If the expert works in a lab developing new experimental solar panels they probably don’t see a clear path to mass production.
The CEO might know another manufacturing expert that does see a path to production and have enough high level understanding to know the methods are compatible.
In this case yes, but in this case we have to assume the research side has achieved it's goal (its proven a material exists with the desired properties), now it is a manufacturing problem. If the lab can't produce the material, the manufacturing lines have nothing to manufacture with. And that seems to be the case with FSD. CEOs make wild claims, but the tech isn't there. The material has not been proven to exist in a lab with the desired properties.
Like a CEO saying, I have a material that can protect wearers from nuclear fusion blasts and it will be on the market in 6 months, but the experts in the field have yet to actually prove that material exists and create it in a lab.
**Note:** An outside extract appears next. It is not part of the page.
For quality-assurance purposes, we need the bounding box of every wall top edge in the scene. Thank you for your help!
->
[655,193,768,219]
But the point is that we are all equally capable of being wrong. Especially when we step outside our area of expertise. CEOs are just another type of expert but their domain is organization. We have to consider the source’s experience relative to the domain in question before we can decide if their prediction is trustworthy.
Both might be equally capable but the incentives are entirely different. An Engineer is motivated to deliver accurate predictions because that's their job. A CEO is not motivated to deliver accurate predictions because their main job is to hype their product and services.
In this case the actual CEO we all know we're talking about is a serial confabulist who publicly agrees with anti semitic conspiracy theories and tells his advertisers to go fuck themselves, so your abstract hypothetical arguments generously giving some unspecified billionaire CEO the benefit of the doubt don't hold any water.
He also does dubiously claim to be an expert in many fields, although despite the success of the engineers working for him, his greatest personal expertise appears to be sycophant creation — competence can only propel one so far.
Although one should never believe the ravings, useful work does surprisingly often nucleate around them, just not to the degree or with the speed promised.